So, I am relatively new using Gensim and LDA in general. The problem right now is that when I run LDA on my corpus, the topics' tokens' weights are all 0:
2015-06-15 12:21:12,439 : INFO : topic diff=0.082235, rho=0.250000
2015-06-15 12:21:12,454 : INFO : topic #0 (0.100): 0.000*sundayes + 0.000*nowe + 0.000*easter + 0.000*iniunctions + 0.000*eyther + 0.000*christ, + 0.000*authoritie + 0.000*sir + 0.000*saint + 0.000*thinge
2015-06-15 12:21:12,468 : INFO : topic #1 (0.100): 0.000*eu'n + 0.000*ioseph + 0.000*pharohs + 0.000*pharoh + 0.000*iosephs + 0.000*lo! + 0.000*egypts + 0.000*iacob + 0.000*ioseph, + 0.000*beniamin
2015-06-15 12:21:12,482 : INFO : topic #2 (0.100): 0.000*agreeable + 0.000*creede, + 0.000*fourme + 0.000*conteined + 0.000*apostolike, + 0.000*vicars, + 0.000*sacrament + 0.000*contrarywise + 0.000*parsons, + 0.000*propitiatorie
2015-06-15 12:21:12,495 : INFO : topic #3 (0.100): 0.000*yf + 0.000*suche + 0.000*lyke + 0.000*shoulde + 0.000*moste + 0.000*youre + 0.000*oure + 0.000*lyfe, + 0.000*anye + 0.000*thinges
2015-06-15 12:21:12,507 : INFO : topic #4 (0.100): 0.000*heau'nly + 0.000*eu'n + 0.000*heau'n + 0.000*sweet + 0.000*peace + 0.000*eu'ry + 0.000*constance + 0.000*constant + 0.000*doth + 0.000*oh
2015-06-15 12:21:12,521 : INFO : topic #5 (0.100): 0.000*eu'n + 0.000*ioseph + 0.000*pharohs + 0.000*pharoh + 0.000*vel + 0.000*iosephs + 0.000*heau'n + 0.000*lo! + 0.000*ac + 0.000*seu'n
2015-06-15 12:21:12,534 : INFO : topic #6 (0.100): 0.000*thou + 0.000*would + 0.000*love + 0.000*king + 0.000*sir, + 0.000*doe + 0.000*thee + 0.000*1. + 0.000*never + 0.000*2.

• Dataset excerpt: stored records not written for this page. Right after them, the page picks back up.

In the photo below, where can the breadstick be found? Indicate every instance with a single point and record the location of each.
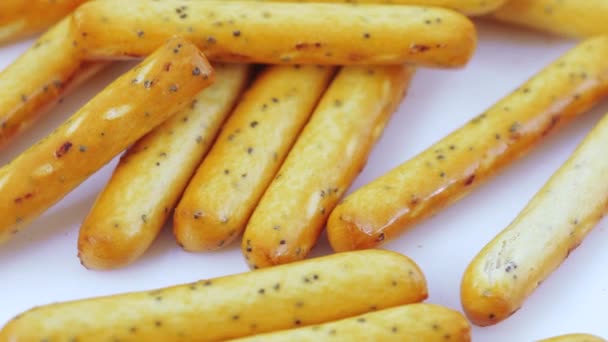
(306, 293)
(468, 7)
(254, 142)
(19, 18)
(153, 174)
(574, 338)
(414, 322)
(126, 110)
(273, 33)
(554, 223)
(452, 167)
(38, 78)
(327, 157)
(570, 18)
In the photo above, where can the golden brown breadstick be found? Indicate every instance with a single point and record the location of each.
(254, 142)
(130, 107)
(468, 7)
(448, 170)
(19, 18)
(413, 322)
(571, 18)
(153, 174)
(38, 78)
(328, 155)
(246, 31)
(555, 222)
(300, 294)
(574, 338)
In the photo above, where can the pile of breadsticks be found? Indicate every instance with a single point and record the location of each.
(261, 143)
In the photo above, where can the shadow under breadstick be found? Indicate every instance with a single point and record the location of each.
(278, 33)
(153, 173)
(20, 19)
(328, 155)
(300, 294)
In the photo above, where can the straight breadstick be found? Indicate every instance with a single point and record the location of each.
(19, 19)
(413, 322)
(306, 293)
(468, 7)
(452, 167)
(570, 18)
(153, 174)
(574, 338)
(272, 33)
(557, 219)
(254, 142)
(130, 107)
(327, 157)
(38, 78)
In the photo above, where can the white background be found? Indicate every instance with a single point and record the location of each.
(40, 265)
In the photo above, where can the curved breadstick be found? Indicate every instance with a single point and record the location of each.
(130, 107)
(153, 174)
(38, 78)
(280, 32)
(19, 18)
(413, 322)
(448, 170)
(468, 7)
(571, 18)
(557, 219)
(574, 338)
(254, 142)
(301, 294)
(326, 159)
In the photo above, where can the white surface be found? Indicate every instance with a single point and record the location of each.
(40, 265)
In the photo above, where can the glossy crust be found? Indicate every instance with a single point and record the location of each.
(414, 322)
(248, 153)
(574, 338)
(452, 167)
(468, 7)
(555, 222)
(276, 33)
(301, 294)
(38, 78)
(327, 157)
(152, 175)
(19, 18)
(130, 107)
(570, 18)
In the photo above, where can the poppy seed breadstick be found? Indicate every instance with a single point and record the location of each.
(468, 7)
(555, 222)
(574, 338)
(570, 18)
(412, 322)
(452, 167)
(327, 157)
(38, 78)
(152, 175)
(299, 294)
(246, 156)
(279, 33)
(122, 113)
(19, 19)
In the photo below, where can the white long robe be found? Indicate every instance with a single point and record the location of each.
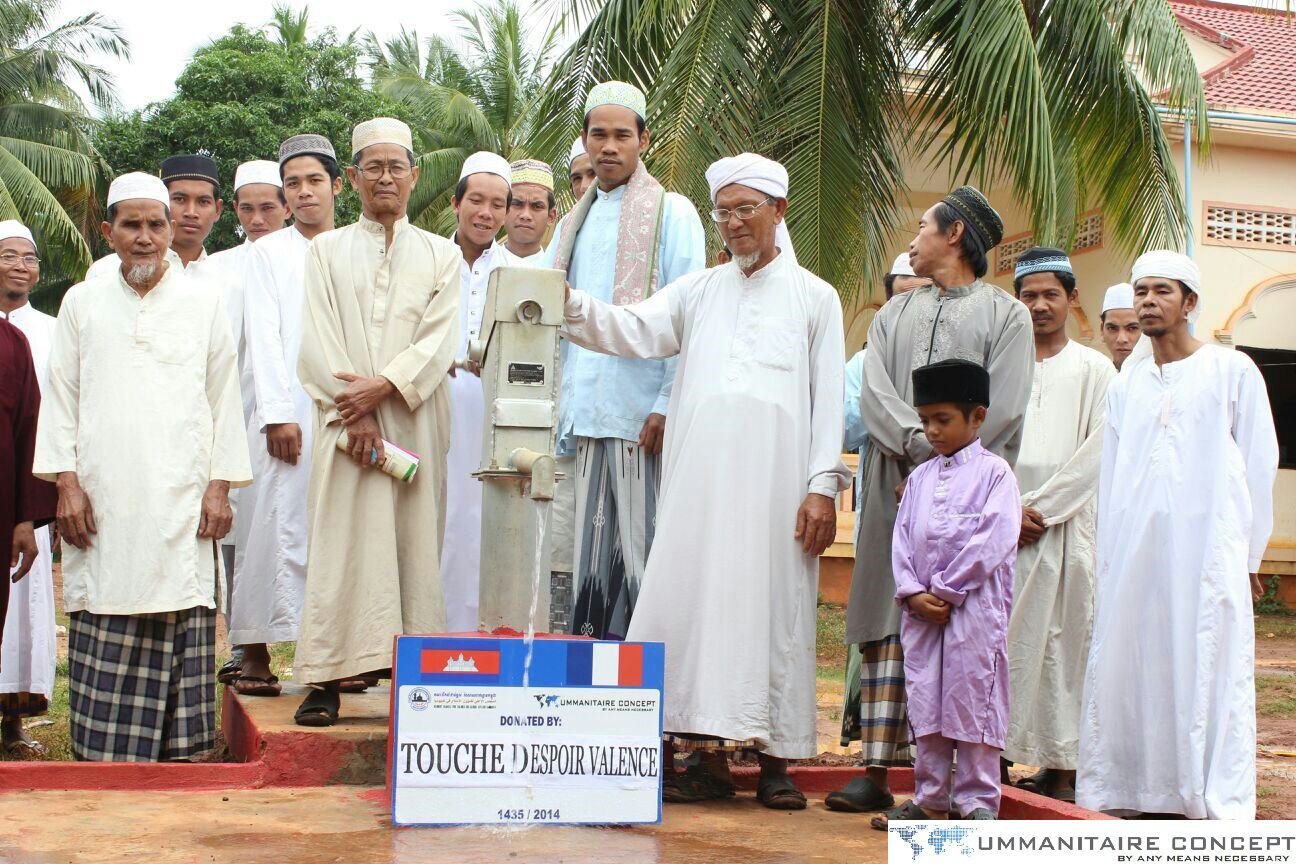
(460, 560)
(1053, 608)
(30, 647)
(375, 543)
(270, 583)
(1185, 509)
(756, 420)
(141, 400)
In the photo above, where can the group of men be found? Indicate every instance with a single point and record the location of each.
(244, 399)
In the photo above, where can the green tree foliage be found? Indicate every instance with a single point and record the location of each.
(239, 99)
(1049, 97)
(48, 166)
(482, 97)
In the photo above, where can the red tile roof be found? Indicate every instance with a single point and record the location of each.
(1260, 75)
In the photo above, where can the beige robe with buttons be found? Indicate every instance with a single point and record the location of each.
(375, 543)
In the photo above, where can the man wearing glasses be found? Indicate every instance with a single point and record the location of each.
(380, 325)
(620, 244)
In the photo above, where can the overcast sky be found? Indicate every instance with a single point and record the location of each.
(165, 35)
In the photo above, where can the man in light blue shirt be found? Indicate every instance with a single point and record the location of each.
(625, 238)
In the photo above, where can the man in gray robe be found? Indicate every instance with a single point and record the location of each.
(958, 316)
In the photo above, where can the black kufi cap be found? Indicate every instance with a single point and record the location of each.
(977, 215)
(951, 381)
(191, 166)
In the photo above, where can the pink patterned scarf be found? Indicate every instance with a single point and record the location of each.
(638, 236)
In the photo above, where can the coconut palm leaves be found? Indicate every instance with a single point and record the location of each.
(48, 167)
(1053, 97)
(481, 97)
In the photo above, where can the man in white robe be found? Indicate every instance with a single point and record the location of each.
(760, 382)
(29, 649)
(141, 426)
(1053, 608)
(1185, 509)
(380, 325)
(482, 200)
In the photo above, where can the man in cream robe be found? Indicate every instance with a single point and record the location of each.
(141, 428)
(1185, 509)
(760, 382)
(379, 332)
(1053, 608)
(29, 648)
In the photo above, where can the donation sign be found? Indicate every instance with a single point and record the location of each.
(579, 742)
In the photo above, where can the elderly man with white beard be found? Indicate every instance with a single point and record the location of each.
(758, 384)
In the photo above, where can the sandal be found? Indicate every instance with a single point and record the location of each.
(678, 788)
(319, 709)
(778, 792)
(267, 685)
(859, 797)
(906, 812)
(230, 671)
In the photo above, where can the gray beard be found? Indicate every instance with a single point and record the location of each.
(140, 275)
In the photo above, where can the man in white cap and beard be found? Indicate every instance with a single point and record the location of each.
(141, 428)
(1185, 509)
(380, 327)
(481, 202)
(760, 384)
(29, 647)
(1120, 323)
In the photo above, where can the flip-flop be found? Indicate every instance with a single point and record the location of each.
(267, 685)
(319, 709)
(906, 812)
(230, 671)
(861, 795)
(779, 793)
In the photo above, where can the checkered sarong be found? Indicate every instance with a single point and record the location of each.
(143, 688)
(875, 707)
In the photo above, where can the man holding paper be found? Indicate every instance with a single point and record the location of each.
(380, 325)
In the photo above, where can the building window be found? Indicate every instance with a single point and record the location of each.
(1259, 227)
(1279, 371)
(1089, 236)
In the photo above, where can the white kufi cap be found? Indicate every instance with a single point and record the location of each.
(487, 162)
(1119, 297)
(136, 184)
(257, 171)
(12, 228)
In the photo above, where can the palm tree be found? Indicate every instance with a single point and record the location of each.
(290, 29)
(1053, 96)
(478, 99)
(49, 171)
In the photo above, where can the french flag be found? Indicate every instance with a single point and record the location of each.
(605, 663)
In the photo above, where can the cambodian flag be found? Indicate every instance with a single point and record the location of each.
(605, 663)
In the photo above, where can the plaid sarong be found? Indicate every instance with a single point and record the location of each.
(143, 688)
(875, 704)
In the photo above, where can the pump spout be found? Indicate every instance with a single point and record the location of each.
(541, 466)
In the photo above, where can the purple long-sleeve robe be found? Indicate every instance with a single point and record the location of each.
(957, 538)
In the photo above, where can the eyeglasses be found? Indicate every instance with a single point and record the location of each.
(398, 171)
(744, 213)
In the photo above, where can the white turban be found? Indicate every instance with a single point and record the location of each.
(901, 266)
(577, 150)
(1119, 297)
(1167, 264)
(381, 130)
(748, 170)
(12, 228)
(257, 171)
(136, 184)
(487, 162)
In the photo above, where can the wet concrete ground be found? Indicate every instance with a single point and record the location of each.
(349, 824)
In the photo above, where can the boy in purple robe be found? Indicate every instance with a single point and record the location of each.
(954, 548)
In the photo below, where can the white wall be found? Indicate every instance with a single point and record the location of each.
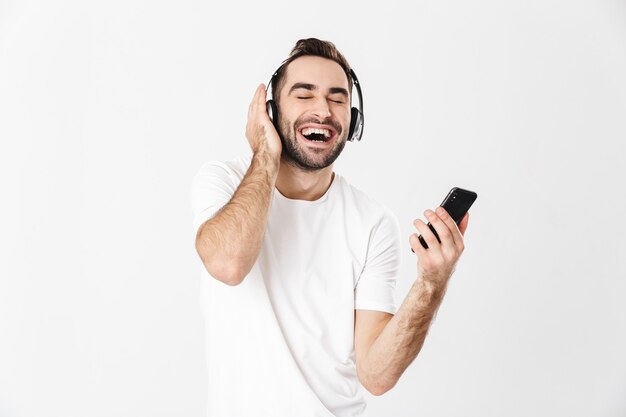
(108, 109)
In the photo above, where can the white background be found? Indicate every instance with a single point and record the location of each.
(108, 109)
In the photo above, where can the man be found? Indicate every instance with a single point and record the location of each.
(299, 303)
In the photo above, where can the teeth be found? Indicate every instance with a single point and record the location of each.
(309, 131)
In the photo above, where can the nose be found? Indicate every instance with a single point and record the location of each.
(321, 108)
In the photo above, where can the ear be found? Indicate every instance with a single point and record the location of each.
(356, 124)
(272, 112)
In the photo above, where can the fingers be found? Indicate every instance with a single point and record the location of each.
(428, 236)
(444, 223)
(463, 223)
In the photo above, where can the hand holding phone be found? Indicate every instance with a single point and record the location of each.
(457, 203)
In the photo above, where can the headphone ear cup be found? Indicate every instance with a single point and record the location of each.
(272, 112)
(356, 124)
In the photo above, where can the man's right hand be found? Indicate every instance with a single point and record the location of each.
(260, 130)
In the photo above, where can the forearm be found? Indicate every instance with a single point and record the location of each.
(403, 336)
(230, 242)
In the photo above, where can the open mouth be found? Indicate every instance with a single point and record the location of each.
(317, 134)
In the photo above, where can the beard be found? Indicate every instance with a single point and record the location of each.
(309, 159)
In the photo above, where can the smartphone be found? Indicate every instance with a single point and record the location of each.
(457, 203)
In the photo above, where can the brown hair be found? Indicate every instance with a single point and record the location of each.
(314, 47)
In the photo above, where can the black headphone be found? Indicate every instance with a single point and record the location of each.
(356, 118)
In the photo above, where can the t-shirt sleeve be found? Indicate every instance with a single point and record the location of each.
(212, 187)
(376, 285)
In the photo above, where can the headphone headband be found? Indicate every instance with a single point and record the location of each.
(356, 114)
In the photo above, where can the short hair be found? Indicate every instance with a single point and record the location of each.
(310, 47)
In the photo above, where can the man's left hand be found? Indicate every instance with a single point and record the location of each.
(436, 264)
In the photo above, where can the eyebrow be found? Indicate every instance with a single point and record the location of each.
(312, 87)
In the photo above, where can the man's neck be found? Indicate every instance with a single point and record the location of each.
(297, 184)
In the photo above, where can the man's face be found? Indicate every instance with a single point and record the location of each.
(314, 112)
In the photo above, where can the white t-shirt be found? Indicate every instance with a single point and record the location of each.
(281, 344)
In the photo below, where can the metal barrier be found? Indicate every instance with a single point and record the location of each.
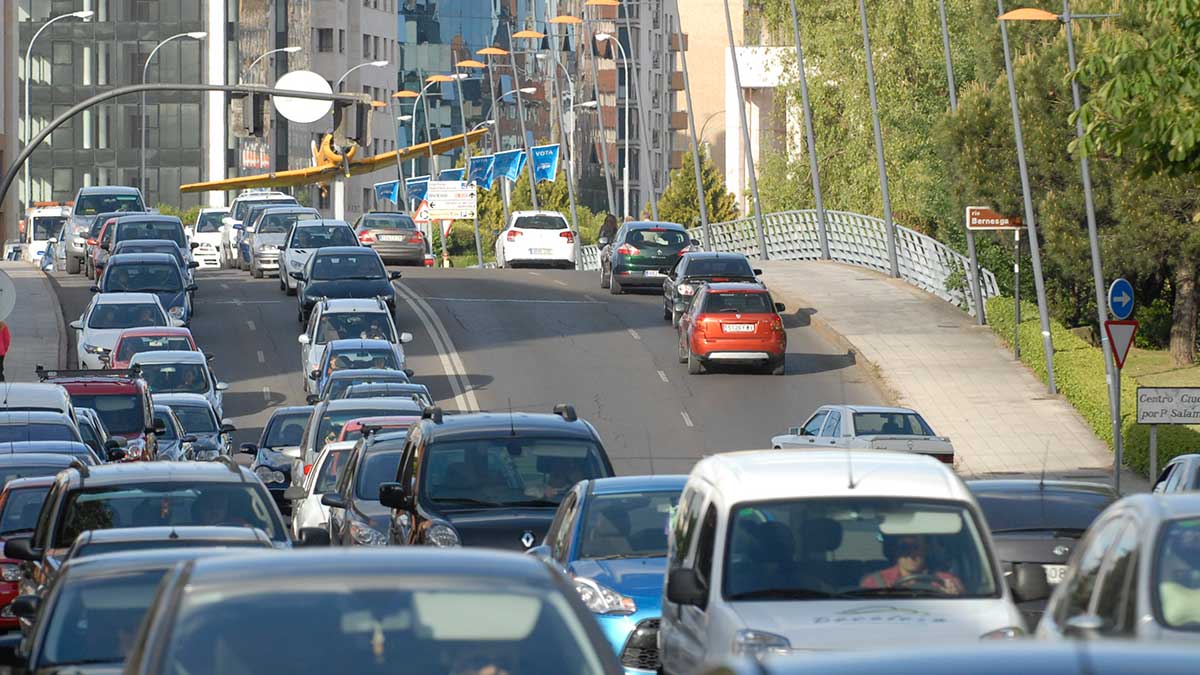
(853, 238)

2015-06-15 12:21:12,546 : INFO : topic #7 (0.100): 0.000*quae + 0.000*vt + 0.000*qui + 0.000*ij + 0.000*non + 0.000*ad + 0.000*si + 0.000*vel + 0.000*atque + 0.000*cum
2015-06-15 12:21:12,558 : INFO : topic #8 (0.100): 0.000*suspected + 0.000*supersticious + 0.000*squire + 0.000*parsons + 0.000*ordinarie + 0.000*vsed, + 0.000*english, + 0.000*fortnight + 0.000*squire, + 0.000*offenders
2015-06-15 12:21:12,572 : INFO : topic #9 (0.100): 0.001*/ + 0.001*ile + 0.000*y^e + 0.000*che + 0.000*much + 0.000*tis + 0.000*could + 0.000*oh + 0.000*neuer + 0.000*heart
I have 307 documents and I'm running my LDA with the following code after removing the stopwords:
texts = [[token for token in text if frequency[token] > 3 ] for text in texts]
dictionary = corpora.Dictionary(texts)
corpus = [dictionary.doc2bow(text) for text in texts]
tfidf = models.TfidfModel(corpus) tfidf_corpus = tfidf[corpus]
lda = models.LdaModel(tfidf_corpus, id2word = dictionary, update_every=1, chunksize= 20, num_topics = 10, passes = 1)
lda[tfidf_corpus]
lda.print_topics(10)
I am not sure what is wrong but everytime I run this, the token weights are 0. What might be causing this and how could I correct this?